Entities: Chemical Disease Gene Species

Year: 2016 PMID： 28066532 PMCID： PMC5198793 DOI： 10.1016/j.csbj.2016.12.003

Source DB: PubMed Journal: Comput Struct Biotechnol J ISSN： 2001-0370 Impact factor: 7.271

Introduction

The challenge of molecular design is the decision what to do next based on available data, medicinal chemistry expert knowledge, experience and intuition [1]. In small sets of molecules an experienced chemist can spot trends and relationships by eye. As the numbers of compounds increases, more systematical approaches are needed. Already in the early 70s, methods for systematic analysis were published e.g. the Topliss Scheme [1] or the Craig Plot [2], recommending a systematic stepwise method of building a structure–activity relationship for a chemical series. Hansch [3], Free and Wilson [4] reasoned in the 1960s that the biological activity for a set of analogues could be described by the contributions that substituents or structural elements make to the activity of a parent structure. Generally speaking these local QSAR methods try to find a correlation between structural and physicochemical descriptors towards a given endpoint [4], such as biological activity.
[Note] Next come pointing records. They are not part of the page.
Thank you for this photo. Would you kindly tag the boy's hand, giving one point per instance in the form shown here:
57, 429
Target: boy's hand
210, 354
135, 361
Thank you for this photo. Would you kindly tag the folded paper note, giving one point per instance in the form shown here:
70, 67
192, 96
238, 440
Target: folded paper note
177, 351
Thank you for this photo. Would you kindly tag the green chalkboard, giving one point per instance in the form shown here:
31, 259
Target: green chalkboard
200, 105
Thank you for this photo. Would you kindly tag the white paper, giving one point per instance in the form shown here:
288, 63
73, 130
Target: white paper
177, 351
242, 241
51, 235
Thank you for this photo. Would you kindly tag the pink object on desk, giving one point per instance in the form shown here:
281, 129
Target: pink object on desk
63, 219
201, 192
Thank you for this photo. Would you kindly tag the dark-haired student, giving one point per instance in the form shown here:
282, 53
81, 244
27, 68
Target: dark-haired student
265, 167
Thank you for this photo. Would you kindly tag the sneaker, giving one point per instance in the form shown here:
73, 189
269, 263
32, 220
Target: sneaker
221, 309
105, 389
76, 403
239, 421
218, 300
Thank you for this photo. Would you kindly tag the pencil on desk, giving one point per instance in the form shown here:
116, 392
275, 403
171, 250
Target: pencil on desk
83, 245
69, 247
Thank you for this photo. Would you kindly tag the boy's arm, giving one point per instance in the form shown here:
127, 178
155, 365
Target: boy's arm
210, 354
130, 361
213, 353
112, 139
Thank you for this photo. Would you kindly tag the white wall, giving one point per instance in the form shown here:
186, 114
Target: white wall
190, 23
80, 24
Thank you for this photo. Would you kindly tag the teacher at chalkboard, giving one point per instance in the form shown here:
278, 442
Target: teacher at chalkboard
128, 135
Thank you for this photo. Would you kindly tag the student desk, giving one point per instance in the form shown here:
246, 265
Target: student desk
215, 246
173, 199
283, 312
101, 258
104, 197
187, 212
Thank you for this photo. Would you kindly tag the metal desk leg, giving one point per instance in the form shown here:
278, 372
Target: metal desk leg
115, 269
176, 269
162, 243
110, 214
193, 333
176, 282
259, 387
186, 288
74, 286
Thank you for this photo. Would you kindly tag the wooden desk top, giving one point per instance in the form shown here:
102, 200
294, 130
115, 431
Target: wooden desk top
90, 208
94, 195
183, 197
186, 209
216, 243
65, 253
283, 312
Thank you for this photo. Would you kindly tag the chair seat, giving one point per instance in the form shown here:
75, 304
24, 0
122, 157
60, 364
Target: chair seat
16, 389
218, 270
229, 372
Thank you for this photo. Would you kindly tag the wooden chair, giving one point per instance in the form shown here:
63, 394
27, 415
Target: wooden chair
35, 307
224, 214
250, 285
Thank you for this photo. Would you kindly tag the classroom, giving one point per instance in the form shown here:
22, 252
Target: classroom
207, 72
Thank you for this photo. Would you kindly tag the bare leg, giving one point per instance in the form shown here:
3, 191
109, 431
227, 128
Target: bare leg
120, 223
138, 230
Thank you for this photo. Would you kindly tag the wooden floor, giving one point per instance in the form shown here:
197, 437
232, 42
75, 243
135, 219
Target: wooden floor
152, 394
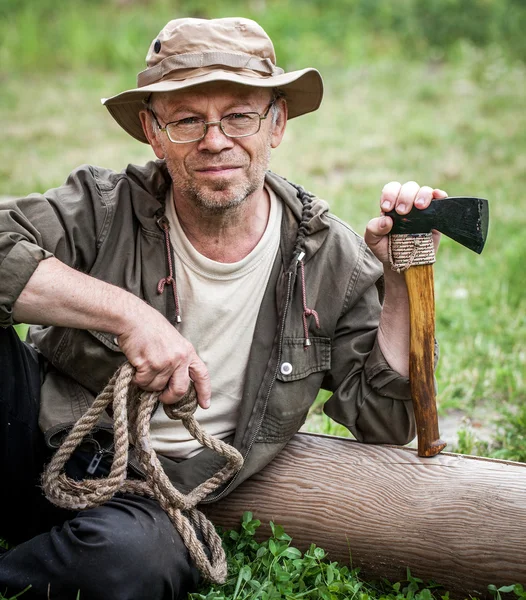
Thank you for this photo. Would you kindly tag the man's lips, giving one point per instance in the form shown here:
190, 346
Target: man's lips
217, 169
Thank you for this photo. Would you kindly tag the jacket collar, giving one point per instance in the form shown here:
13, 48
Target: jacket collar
154, 179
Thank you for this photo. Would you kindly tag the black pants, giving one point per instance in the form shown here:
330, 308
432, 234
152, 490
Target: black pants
126, 549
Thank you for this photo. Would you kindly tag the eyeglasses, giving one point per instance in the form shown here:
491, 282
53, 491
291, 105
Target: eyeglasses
193, 129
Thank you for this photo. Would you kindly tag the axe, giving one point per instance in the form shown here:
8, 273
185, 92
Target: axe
464, 220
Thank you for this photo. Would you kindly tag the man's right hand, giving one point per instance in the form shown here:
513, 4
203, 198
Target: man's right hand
164, 360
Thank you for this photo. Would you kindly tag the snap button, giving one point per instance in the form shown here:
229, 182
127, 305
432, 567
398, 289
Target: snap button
286, 369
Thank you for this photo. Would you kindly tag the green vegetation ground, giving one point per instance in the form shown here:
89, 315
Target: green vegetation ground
457, 125
431, 90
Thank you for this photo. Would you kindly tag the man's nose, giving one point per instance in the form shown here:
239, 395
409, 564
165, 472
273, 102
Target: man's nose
215, 140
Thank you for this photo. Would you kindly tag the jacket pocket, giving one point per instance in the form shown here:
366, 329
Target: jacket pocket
299, 375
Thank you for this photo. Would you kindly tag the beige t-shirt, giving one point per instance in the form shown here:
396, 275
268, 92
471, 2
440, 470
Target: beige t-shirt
219, 306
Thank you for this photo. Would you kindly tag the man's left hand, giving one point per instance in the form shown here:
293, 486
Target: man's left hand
401, 198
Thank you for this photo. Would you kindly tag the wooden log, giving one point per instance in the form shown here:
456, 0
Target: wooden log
457, 520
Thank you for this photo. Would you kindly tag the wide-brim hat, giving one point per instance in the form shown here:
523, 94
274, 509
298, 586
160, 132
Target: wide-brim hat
190, 52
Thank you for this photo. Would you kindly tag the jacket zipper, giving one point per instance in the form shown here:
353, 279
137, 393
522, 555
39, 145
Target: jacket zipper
274, 377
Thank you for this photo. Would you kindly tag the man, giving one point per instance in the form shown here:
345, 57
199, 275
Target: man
199, 266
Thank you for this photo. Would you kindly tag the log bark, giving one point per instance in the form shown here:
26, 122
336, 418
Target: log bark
457, 520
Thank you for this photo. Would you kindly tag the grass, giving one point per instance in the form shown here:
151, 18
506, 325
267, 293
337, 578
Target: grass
273, 569
456, 125
453, 119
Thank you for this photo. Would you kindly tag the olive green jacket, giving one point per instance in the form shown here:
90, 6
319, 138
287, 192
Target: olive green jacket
106, 224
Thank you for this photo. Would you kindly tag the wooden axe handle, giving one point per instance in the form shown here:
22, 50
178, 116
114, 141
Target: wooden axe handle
420, 288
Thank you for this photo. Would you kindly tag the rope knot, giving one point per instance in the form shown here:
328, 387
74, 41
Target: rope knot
132, 410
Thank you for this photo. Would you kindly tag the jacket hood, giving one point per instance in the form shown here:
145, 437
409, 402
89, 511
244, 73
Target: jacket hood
307, 213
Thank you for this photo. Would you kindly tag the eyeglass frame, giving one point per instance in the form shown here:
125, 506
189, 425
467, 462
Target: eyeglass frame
207, 124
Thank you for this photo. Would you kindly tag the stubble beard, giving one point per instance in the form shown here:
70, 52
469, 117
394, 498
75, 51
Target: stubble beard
213, 200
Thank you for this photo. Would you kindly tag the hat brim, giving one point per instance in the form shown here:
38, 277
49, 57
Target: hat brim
303, 90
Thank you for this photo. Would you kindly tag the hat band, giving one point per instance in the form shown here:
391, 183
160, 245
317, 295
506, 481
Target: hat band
206, 59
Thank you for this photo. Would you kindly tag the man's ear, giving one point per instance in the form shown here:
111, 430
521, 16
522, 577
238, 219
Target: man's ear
147, 127
278, 129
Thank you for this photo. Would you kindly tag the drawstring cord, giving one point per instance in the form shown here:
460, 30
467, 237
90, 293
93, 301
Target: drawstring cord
307, 312
170, 280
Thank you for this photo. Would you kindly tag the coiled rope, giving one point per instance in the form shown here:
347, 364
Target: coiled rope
132, 409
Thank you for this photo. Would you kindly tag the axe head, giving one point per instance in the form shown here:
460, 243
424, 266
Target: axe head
463, 219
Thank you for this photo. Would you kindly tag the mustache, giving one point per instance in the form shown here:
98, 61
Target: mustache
221, 160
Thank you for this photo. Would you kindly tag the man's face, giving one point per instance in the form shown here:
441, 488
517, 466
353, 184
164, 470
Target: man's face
217, 172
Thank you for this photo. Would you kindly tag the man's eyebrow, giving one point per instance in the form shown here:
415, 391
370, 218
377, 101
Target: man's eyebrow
244, 105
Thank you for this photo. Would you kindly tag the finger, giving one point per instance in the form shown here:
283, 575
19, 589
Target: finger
389, 195
406, 197
151, 378
176, 387
424, 197
201, 379
376, 230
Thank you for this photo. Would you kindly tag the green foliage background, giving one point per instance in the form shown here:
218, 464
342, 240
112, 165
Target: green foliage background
431, 90
58, 34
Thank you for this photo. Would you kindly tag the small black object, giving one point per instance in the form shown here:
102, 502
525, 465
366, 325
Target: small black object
463, 219
95, 462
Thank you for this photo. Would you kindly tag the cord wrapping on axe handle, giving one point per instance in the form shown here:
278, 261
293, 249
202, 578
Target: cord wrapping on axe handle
410, 249
132, 409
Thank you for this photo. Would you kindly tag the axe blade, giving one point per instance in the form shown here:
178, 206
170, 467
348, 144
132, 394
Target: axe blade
463, 219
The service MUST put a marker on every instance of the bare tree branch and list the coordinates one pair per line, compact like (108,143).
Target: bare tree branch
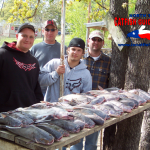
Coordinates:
(100,5)
(2,7)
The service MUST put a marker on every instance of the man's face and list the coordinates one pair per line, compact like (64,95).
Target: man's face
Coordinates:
(95,43)
(50,33)
(25,39)
(75,53)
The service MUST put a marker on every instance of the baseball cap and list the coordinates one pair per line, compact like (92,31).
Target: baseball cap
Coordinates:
(26,25)
(96,33)
(50,22)
(77,42)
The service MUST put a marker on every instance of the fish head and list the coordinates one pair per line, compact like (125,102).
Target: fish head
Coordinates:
(47,140)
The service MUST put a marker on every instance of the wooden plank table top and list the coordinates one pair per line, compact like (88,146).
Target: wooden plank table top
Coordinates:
(73,137)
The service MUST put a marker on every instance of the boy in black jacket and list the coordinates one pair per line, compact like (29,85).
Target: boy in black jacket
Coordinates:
(19,72)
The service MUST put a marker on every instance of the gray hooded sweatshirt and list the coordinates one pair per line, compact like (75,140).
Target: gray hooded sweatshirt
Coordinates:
(76,80)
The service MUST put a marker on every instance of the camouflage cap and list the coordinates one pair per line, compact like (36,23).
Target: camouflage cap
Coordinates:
(50,22)
(96,33)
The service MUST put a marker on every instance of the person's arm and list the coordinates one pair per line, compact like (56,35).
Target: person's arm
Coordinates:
(38,93)
(87,83)
(50,73)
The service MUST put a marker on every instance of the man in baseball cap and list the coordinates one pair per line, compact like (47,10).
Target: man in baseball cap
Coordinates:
(77,77)
(49,48)
(50,22)
(96,33)
(99,66)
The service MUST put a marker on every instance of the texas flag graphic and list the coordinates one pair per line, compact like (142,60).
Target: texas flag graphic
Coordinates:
(141,34)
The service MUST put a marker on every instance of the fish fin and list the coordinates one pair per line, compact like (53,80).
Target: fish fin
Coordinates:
(100,88)
(3,115)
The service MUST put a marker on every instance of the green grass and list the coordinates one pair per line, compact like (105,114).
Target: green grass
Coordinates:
(37,40)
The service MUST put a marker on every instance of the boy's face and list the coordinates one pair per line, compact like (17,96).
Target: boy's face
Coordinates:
(75,53)
(25,39)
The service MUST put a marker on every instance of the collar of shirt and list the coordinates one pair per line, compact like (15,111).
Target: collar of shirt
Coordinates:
(101,56)
(13,46)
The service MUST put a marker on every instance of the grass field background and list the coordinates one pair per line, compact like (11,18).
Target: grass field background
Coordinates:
(107,43)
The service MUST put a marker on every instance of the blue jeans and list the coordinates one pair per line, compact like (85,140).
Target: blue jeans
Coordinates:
(90,142)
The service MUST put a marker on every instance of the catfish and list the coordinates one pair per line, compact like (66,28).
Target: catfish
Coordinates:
(32,133)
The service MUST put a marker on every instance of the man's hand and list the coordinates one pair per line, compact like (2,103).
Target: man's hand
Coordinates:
(60,70)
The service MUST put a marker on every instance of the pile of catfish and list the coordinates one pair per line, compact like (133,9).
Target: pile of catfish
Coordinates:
(48,122)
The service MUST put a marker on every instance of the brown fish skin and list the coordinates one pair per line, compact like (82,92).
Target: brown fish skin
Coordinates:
(69,126)
(98,100)
(88,122)
(79,123)
(61,130)
(88,111)
(25,120)
(144,95)
(10,121)
(47,127)
(98,120)
(136,97)
(32,133)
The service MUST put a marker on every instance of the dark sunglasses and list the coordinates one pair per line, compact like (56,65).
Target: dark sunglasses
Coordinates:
(52,30)
(98,40)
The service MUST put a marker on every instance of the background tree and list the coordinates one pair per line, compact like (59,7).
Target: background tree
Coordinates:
(126,134)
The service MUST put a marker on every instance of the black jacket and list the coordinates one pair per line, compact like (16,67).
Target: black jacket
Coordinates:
(19,85)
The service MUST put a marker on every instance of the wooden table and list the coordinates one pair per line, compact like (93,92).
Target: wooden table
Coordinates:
(17,140)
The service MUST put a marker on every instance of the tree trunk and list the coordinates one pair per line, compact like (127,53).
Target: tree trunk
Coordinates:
(126,134)
(118,67)
(143,74)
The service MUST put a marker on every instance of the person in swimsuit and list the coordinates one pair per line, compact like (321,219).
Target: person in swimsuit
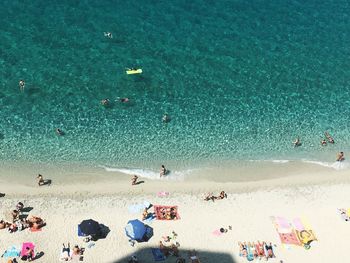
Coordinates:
(163,171)
(340,157)
(21,85)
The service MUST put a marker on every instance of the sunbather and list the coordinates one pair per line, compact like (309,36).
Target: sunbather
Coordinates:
(268,251)
(210,196)
(242,249)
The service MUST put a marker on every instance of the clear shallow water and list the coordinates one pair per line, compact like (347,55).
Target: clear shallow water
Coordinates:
(239,80)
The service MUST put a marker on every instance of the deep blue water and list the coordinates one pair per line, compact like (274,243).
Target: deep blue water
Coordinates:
(239,79)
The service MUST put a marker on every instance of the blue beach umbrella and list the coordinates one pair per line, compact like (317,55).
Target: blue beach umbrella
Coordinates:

The term Molecular Matched Pair (MMP) was coined in 2004 by Kenny and Sadowski [5], for a special case of QSAR; now a widely used concept throughout drug design processes. In the most common situation, MMP describes a pair of compounds that differ structurally at a single site through a well-defined transformation (see Fig. 1) that is associated with a relative change in a property value. The correlation between the structural change and the property change is used in rationalizing observed structure–property-relationships (SPR) and compound optimization. Several different applications for MMP analysis originating from industry or academia have been developed and published, highlighting its importance. Among others these include: Drug-Guru [6], [7], Buy me Grease [7], WizePairZ [8], T-Analyse and T-Morph [9], VAMMPIRE [10] as well as the Hussain-Rea MMP algorithm [11] (Table 1). The MMP concept has been further developed into Matched Pair Series [12], [13] or Matched Molecular Series (MMS) [14] to describe a set of compounds (not only a pair) differing by only a single chemical transformation.

Fig. 1

Example of a matched molecular pair (MMP).

Table 1

Classified MMP algorithms.

Non-supervised methods
	R. Guha (2012) [46]	BCI structural fingerprints, CDK 1024-bit path fingerprint	2016
	Fuchs et al. (2015) [15]	Sequence alignment for peptide MMPa	2015
	T.J. Ritchie et al. (2015) [36]	HRFb	2015
	Matsy (2014) [13]	HRFb	2014
	VAMMPIRE (2013, 2014) [10], [49]	MCS and HRFb	2013
	C.E. Keefer et al. (2011) [25]	Modified HRFb (Pairfinder)	2011
	J. Bajorath et al. (2010–2016) [12], [14], [19], [27], [43], [50], [51], [52]	HRFb, modified HRFb, RECAPc fragmentation	2010
	J. Hussain et al. (2010) [11]	Hussain and Rea fragmentation (HRFb)	2010
	L. Cururull-Sanchez (2010) [35]	ECFP6 fingerprints with sub-structure search	2010
	Papadatos et al. (2010) [42]	dt_commonsubstruct and findsub routine from Daylight and HRFb	2010
	WizePairs (2010) [8]	MCSd and SMIRKSe	2010
	Raymond et al. (2009) [47]	MSMf rule framework based on MCSd	2009
	R. Sheridan et al. (2002, 2006) [9], [28]	Similarity and MCSd method (T-Analyse)	2008

Supervised methods	ThricePairs (2010) [34]	Defined transformations, SMARTSg
	Gleeson et al. (2009) [26]	Substructure Search	2010
	Buy me Grease (2009, 2010) [7], [35]	Defined transformations, RXNh format	2009
	P.J. Hajduk et al. (2008) [33]	Findsub routine from Daylight and defined transformations, SMIRKSe	2009
	D.Y. Haubertin et al. (2007) [30]	RECAPc method	2008
	Drug Guru (2006) [6]	Defined transformations, SMIRKSe	2007
	N.T. Southall et al. (2006) [53]	Topological torsion similarity and MCSd	2006
	A. G. Leach et al. (2006) [29]	Defined transformations, SMARTSg (Leatherface)	2006
	T.J. Ritchie (2016) [48].	SMIRKSe
			2006

MMP: Molecular Matched Pair.

HRF: Hussain and Rea fragmentation.

RECAP: Retrosynthetic Combinatorial Analysis Procedure.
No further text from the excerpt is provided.